Les 50 années suivantes, tu nous les consacras, à nous, tes enfants, ta famille, tes proches et tes malades, éduquant les uns, aimant les autres, soignant à tour de bras et exerçant d’autres activités à tour de rôle. Tu nous as transmis une partie de ton savoir, qui était grand, comme toi… Tes manuscrits du Coran et tes deux recueils de poésie resteront à jamais dans nos cœurs.


Tu fus pour moi, pour mes frères, pour ma défunte sœur, pour tes petits-enfants, un père, un grand-père et un ami, un maître et un complice, veillant sur tout sans jamais t’ingérer, gérant bien des choses avec l’art et le tact qui te sont aujourd’hui reconnus, même par ceux qui ne t’ont pas connu.

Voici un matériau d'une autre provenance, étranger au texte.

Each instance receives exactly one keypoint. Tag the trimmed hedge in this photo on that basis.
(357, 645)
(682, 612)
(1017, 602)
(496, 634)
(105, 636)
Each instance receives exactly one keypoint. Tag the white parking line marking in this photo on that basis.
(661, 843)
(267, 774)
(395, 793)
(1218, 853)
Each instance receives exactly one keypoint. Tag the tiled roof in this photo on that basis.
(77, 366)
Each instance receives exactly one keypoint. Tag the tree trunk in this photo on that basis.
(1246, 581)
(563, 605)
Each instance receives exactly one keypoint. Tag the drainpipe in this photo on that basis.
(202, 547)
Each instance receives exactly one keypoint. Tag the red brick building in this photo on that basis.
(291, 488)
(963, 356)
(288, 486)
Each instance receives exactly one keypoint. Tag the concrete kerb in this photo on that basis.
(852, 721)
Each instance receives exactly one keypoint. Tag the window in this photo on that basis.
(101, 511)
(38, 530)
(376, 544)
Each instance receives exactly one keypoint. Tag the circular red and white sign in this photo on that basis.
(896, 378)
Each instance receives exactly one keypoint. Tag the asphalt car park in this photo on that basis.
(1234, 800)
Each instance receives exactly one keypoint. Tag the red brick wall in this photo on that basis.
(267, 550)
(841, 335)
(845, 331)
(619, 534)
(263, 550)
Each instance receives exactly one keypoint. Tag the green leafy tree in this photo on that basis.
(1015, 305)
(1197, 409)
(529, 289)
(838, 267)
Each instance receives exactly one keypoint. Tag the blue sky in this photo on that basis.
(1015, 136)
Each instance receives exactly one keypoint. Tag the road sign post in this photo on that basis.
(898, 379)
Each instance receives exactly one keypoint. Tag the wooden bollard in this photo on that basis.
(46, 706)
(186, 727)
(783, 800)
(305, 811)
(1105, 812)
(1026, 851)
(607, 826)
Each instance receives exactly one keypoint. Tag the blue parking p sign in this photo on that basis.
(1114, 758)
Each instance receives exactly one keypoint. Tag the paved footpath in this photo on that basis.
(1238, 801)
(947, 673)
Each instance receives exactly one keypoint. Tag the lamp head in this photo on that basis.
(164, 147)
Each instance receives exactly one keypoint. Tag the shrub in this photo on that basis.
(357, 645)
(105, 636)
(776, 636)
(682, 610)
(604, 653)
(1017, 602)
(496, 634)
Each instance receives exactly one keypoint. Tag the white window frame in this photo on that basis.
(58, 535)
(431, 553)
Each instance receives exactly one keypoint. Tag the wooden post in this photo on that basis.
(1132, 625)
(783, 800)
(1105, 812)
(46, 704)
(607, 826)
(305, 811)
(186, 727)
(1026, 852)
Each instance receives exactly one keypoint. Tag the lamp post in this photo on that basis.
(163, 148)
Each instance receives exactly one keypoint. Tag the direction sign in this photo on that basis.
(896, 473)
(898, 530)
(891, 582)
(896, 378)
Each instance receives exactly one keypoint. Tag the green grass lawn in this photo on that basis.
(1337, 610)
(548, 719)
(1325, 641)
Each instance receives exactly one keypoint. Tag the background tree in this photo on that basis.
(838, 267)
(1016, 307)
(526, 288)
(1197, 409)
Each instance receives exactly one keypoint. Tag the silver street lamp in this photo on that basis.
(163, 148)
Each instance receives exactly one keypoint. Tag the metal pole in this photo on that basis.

Tu nous as appris les règles et l’esprit de la religion, nous laissant libres de sa lettre. Tu nous récitais tes longues tirades d’Hugo ou de Bossuet, et les poèmes d’al Moutanabbi ou d’al Jahid, en nous en expliquant le sens caché et souvent mystique… tout en sachant nous suggérer les versets humanistes du Coran, et en œuvrant à nous éclaircir sur les autres. Ton érudition encyclopédique n’avait d’égale que ton humour, comme ce jour où tu arrêtas le véhicule que tu conduisais pendant que tu devisais avec un autre érudit, Moulay Seddiq Alaoui, de l’origine tribale de la 3ème épouse de Moulay Smaïl, et que tu me suggéras de descendre pour mieux me concentrer sur ma feuille d’impôt, dans un taxi… ou encore ce jour où, en repas familial, quand tout le monde parlait à tout le monde, tu avais eu cette réflexion : « كلشي كايهضر او ماعرفنا شكون للي كايسمع (Tout le monde parle et on ne sait qui écoute)… ».


Tu sus être ce père et grand-père aimant et tu réussis à te montrer ferme sans jamais fermer les portes de la discussion, quand nous étions adultes, ou de la contestation voire rébellion quand nous étions jeunes. Tu ne t’es jamais départi de ton sourire, même quand tu nous sermonnais avec une dureté bien compréhensible face à nos errements d’antan.


Tu fréquentas Oufkir et Ben Barka, Allal el Fassi et Abderrahim Bouabid, Basri et Guedira, estimé par tous, proche de chacun. Et jamais tu ne te départis de ta loyauté et de ton loyalisme, de ta bonté et de ton altruisme, de ta rigueur et de ta bonne humeur. De ta grandeur. Ton sourire restera à jamais gravé dans nos esprits et dans nos cœurs.


Toutes les larmes de nos corps, tous les mots de la terre ne sauront guérir les maux causés par ta perte, éternelle, irréversible, déchirante… ô combien déchirante.


Papa, ton père t’avait mal prénommé, il aurait dû choisir Tayeb. Et je commence à comprendre, aujourd’hui, ce que ressentent les gens qui perdent leur parapluie par temps d’orage.

Repose en paix, Papa, mon cher et regretté père, mon héros au sourire si doux qui me manquera tant.